In der Familienarbeit des Alltags ist die Gestaltung des Familienlebens durch Kinderbetreuung und -erziehung vorrangig. Dazu gehören (in Klammern berufliche Orientierung):

  • Säuglingspflege: stillen, trockenlegen, Körperpflege des Kindes, ständige Bereitschaft und Bewachung als kindgebundene Zeit
    (Pflegearbeit, Bereitschaft)
  • Kinderbekleidung beschaffen und pflegen
    (Versorgen)
  • Begleitung zu präventiven Kindervorsorgeuntersuchungen, Impfungen, zahnärztlichen Kontrolluntersuchungen und therapeutischen Behandlungen, weitere von den Ärzten verordnete Maßnahmen durchführen
    (Krankenschwester, Sanitätsdienst, Pflegedienst, ev. Fahrdienst)
  • Gesundheit und Pflege (Selbständig und als Begleitung professioneller Pflege wie Krankenpflege, Kinderkrankenpflege)
    (Krankenschwester, Sanitätsdienst, Pflegedienst)
  • Bereitschaft, falls das Kind die Tagesstätte wegen einer ansteckenden Krankheit nicht besuchen sollte
    (Bereitschaft, selbst betreuen)
  • Arztbesuche, Pflegebedürftige oder kranke Familienangehörige zuhause pflegen oder im Krankenhaus oder Pflegeheim besuchen
    (Krankenschwester, Sanitätsdienst, Pflegedienst)
  • Zu jedem Kind eine vertrauensvolle und einfühlsame Beziehung (Empathie) entwickeln, unabhängig von eigener Befindlichkeit.
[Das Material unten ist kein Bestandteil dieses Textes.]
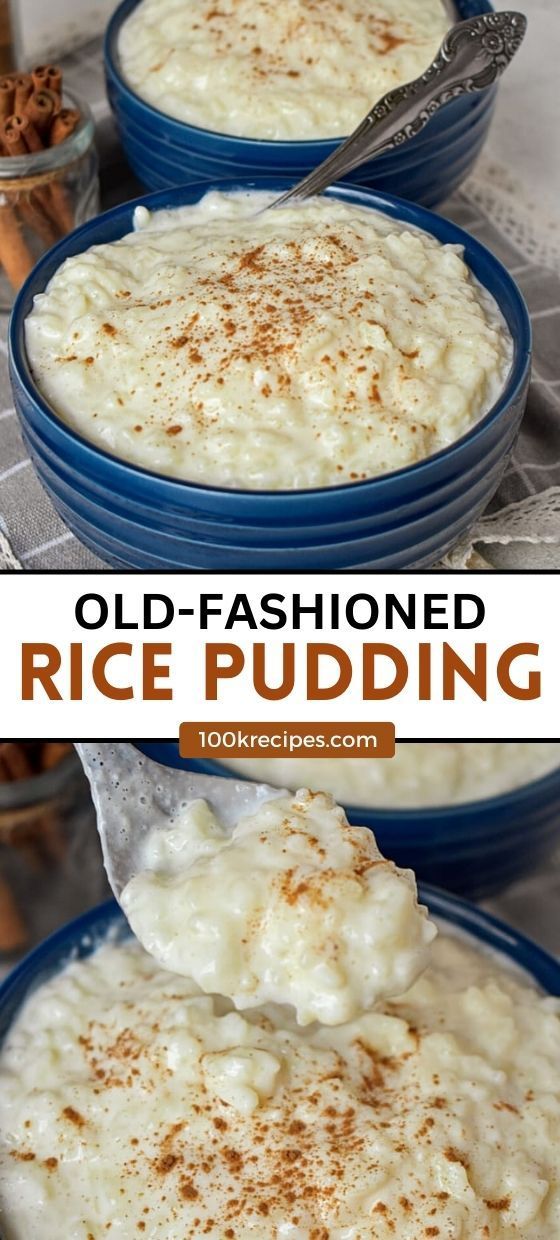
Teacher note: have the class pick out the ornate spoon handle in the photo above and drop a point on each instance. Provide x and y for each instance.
(471, 57)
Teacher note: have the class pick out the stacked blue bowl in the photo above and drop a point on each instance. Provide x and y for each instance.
(83, 936)
(475, 850)
(165, 151)
(134, 518)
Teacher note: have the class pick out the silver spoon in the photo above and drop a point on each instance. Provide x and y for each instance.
(133, 796)
(472, 56)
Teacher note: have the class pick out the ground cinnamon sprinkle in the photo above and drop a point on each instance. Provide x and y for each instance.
(74, 1116)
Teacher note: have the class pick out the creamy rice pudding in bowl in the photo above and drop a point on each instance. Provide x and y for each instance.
(333, 383)
(131, 1100)
(470, 816)
(249, 87)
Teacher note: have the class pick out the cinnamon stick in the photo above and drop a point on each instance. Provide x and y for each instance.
(13, 137)
(27, 132)
(15, 256)
(63, 125)
(40, 109)
(24, 88)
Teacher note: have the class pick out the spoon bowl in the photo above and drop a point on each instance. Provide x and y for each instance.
(134, 796)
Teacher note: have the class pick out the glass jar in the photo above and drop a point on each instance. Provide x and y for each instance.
(51, 866)
(42, 197)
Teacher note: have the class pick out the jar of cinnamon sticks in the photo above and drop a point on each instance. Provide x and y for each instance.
(50, 857)
(48, 172)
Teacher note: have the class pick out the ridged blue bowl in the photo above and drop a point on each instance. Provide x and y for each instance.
(78, 939)
(475, 850)
(135, 518)
(164, 151)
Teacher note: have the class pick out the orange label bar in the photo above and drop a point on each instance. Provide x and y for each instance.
(286, 739)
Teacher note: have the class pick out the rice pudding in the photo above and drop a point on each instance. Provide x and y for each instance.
(293, 907)
(312, 345)
(297, 70)
(423, 773)
(133, 1105)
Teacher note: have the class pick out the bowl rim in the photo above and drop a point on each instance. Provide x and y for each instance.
(492, 933)
(403, 815)
(113, 68)
(172, 197)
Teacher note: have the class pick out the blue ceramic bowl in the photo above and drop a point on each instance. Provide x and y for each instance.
(81, 938)
(476, 850)
(165, 151)
(135, 518)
Es in seinen Eigenheiten kennenlernen und seine Vorlieben, Wünsche, Freunde kennen
    (Betreuung, Therapie)
  • Unterstützung beim Erwerb von Fähigkeiten und Kompetenzen
    (Betreuung, teilweise didaktische Pädagogik)
  • Spielen und Vorlesen, Hilfe beim An- und Ausziehen, der Körperpflege und den Hausaufgaben der Kinder
    (Betreuung, Pflegedienst)
  • Umgang der Geschwister miteinander begleiten und Kinder in der Kommunikation und im Umgang mit Konflikten unterstützen und gegebenenfalls anleiten. Die Fähigkeit unterstützen, eigene Probleme selbst lösen zu lernen (Familienkonferenz).
    (Betreuung, Pädagogik)
  • Eine auf die Begabungen der Kinder angepasste Unterstützung bei Auswahl und Besuch von Nachmittagsaktivitäten, begleiten und transportieren (wenn nötig) von Kindern oder Familienangehörigen
    (Betreuung, Organisation, Fahrdienst)
  • Kindergeburtstagsfeste organisieren und begleiten, jahreszeitliche oder auch religiöse Feste vorbereiten und durchführen
    (Organisation)
  • Eigene Fortbildung durch Teilnahme an Elternkursen, soweit möglich (notwendige Schulungen). Hier fallen auch Gebühren an. Wenn Eltern laut Gesetze zur Erziehung ihrer Kinder verpflichtet sind (z. B. Artikel 6, Absatz 2, Satz 1 GG), sollten die Kosten auch vom Staat vollständig übernommen werden.
    (Die Berufsausbildung z. B. finanzieren Staat und Arbeitgeber. Letztere haben den größten Nutzen)
  • Auswahl der Schulen und Betreuungseinrichtungen, Einschulung, Anhalten der Kinder zum Schulbesuch
    (Schulpflicht)
  • Dialog und Zusammenarbeit mit Lehrern und Betreuern in Schule, in externen Kinderbetreuungseinrichtungen und Kindertagesstätten, Teilnahme an Elternsprechtagen und Elternabenden, Mitarbeit in der Elternvertretung.
    (Betreuung, pädagogische Mitarbeit, Organisation)
  • Im Jugendalter: Unterstützung bei der Wahl von Beruf, Ausbildung bzw. Studium (Patenschaft, Organisation)
  • Kindgerechte Wohn- und Lebensumgebung schaffen, je nach Alter auch in Absprache mit den Kindern, insbesondere Kinderzimmer altersgerecht einrichten und geeignete Bücher, Spiel- und Lernmaterialien ausleihen oder kaufen
    (Organisation)
  • Betreuung behinderter Familienmitglieder: an die Art der Behinderung angepasste Betreuung, möglichst in der Familie, und eine gute Förderung ermöglichen. Dafür sorgen, dass behinderungsbedingte Nachteile ausgeglichen werden
    (Pflegedienst, Betreuung, Organisation)
  • Die Wohnung behindertengerecht ausstatten.
    (Pflegedienst, Betreuung, Organisation, Investitionen)
  • Spagat zwischen dem Dasein als Mama, Frau, Partnerin und Selbstständige jeden Tag neu vollziehen und dabei immer ausgeglichen sein
    (Organisationstalent, pädagogische Fähigkeiten)

Diese Leistungen verlangen viel Kreativität, Selbstsicherheit und Durchhaltevermögen. Das ist wirklich Arbeit, die manchmal hart sein kann.

Kinderbetreuung ist eigentlich hochwertige zwischenmenschliche Beziehungs-Arbeit.